Sometimes it seems like all I do these days is go to weddings.

On Thursday afternoon, I attended the annual marriage of the Hindu god Krishna with the sacred Tulsi plant. “What,” a friend asked me, “is Krishna doing marrying a plant? What would that be called – floraphilia?”

Good question. Luckily for us, there are a whole bunch of stories that point toward the answer (to the question of Krishna’s marrying a plant, not to the question of the technical term for such unions – though, come to think of it, perhaps that’s what the American right is thinking when they disavow gay marriage: “first people marry someone of the same sex, next they’ll be marrying plants like those idol-worshippers; even a civil union with someone of the same sex is bad enough, but a civil union with a *plant*?”).

According to a Google search, Tulasi Vivahah originates with Vishnu, the god of whom Krishna is an avatar. Vishnu was being seriously bothered by a demon named Jalandhara. Because Hinduism is so wonderful, however, even demons can perform religious penance and obtain favors from the gods in return. This Jalandhara had been particularly austere, and had been granted immunity to death – as long as his wife, the goddess Vrinda, was faithful to him. Try as he might, then, Vishnu couldn’t kill Jalandhara.

Clearly there was only one option. One night, Vishnu assumed the form of Jalandhara, and led Vrinda to stray from the path, so to speak.
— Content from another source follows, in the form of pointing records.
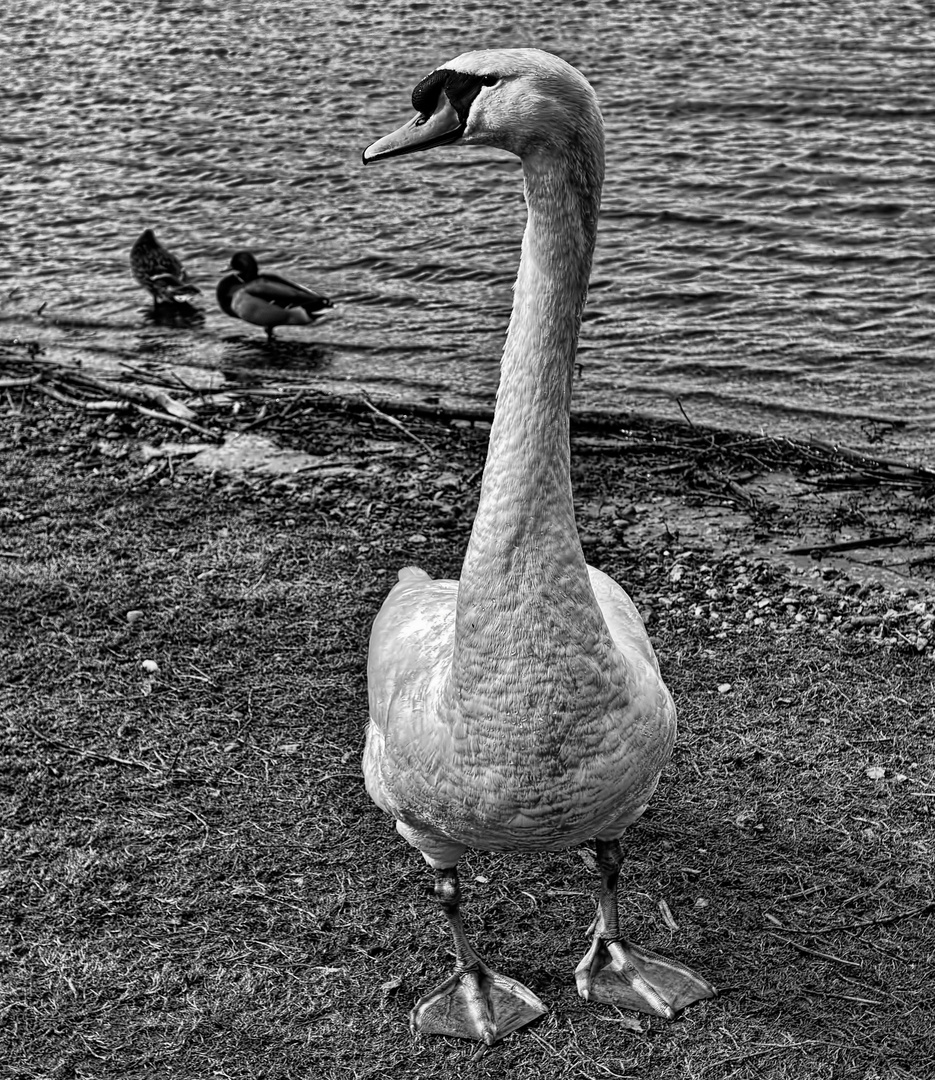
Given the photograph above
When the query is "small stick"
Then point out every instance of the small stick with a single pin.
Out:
(395, 422)
(815, 953)
(91, 754)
Killing the demon wasn’t the problem – it was his wife that proved to be trouble. Vrinda went berserk when she found out the trick that Vishnu had played on her. She cursed him into the form of the black Shaligram stone. Impressed with her fidelity, Vishnu decided to make their relationship legitimate: he transformed her into a Tulsi plant and promised to marry her every single year.



Other stories about Tulsi Vivahah likewise preach wifely fidelity. (Notice a pattern in my Sanskrit education? My teachers *just might* be eager for us all to get married, auspiciously and soon.)
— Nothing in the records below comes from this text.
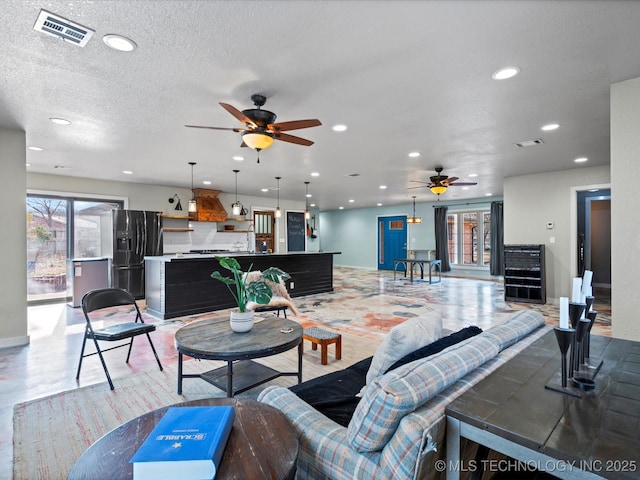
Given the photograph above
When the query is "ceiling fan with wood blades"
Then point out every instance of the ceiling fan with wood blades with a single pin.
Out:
(260, 127)
(439, 183)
In any case, on Thursday afternoon we set up a marriage ceremony for Krishna and Tulsi on the gravel outside the Sanskrit classrooms, under the huge banyan trees. We had a cooking lesson (in Sanskrit), and then the pandit came to deliver a lecture about Tulsi Vivahah (also in Sanskrit). Once everything for the marriage had been set up, my classmate R stepped up to the plate to perform the puja. The pandit told him everything that he had to do (in Sanskrit, of course), chanting Veda all the while. Lots of water-dripping, sandalwood–spreading, flower-giving, light-offering ensued. The whole thing was just beautiful, a tiny little golden Krishna murti being married off to a tulsi plant twenty times his size.
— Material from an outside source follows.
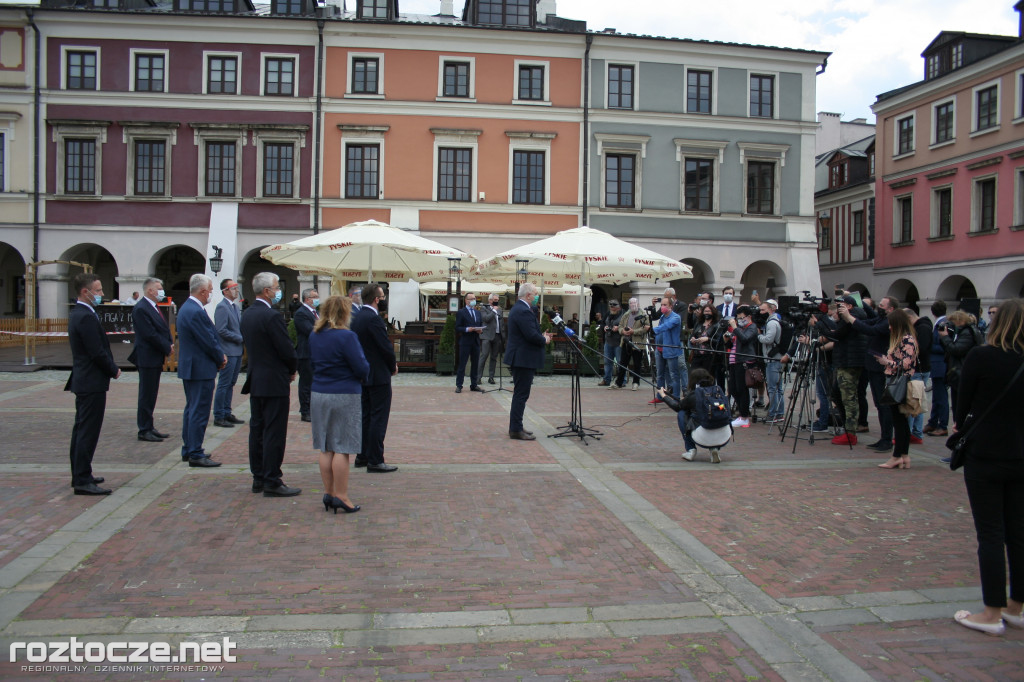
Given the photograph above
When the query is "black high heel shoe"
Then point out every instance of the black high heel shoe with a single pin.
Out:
(338, 504)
When it came time for the actual marriage, we all stood and our teachers joined in for the traditional marriage hymns. We walked around the perimeter of the blanket on the ground, circumambulating the newlyweds. Then we all ate sweets that had been blessed by Krishna and Tulsi.

The best part: smack in the middle of some Vedic stotra or other, the pandit’s cell phone rang. He picked it up and conducted a lengthy conversation with the person on the other end of the line – in classical Sanskrit.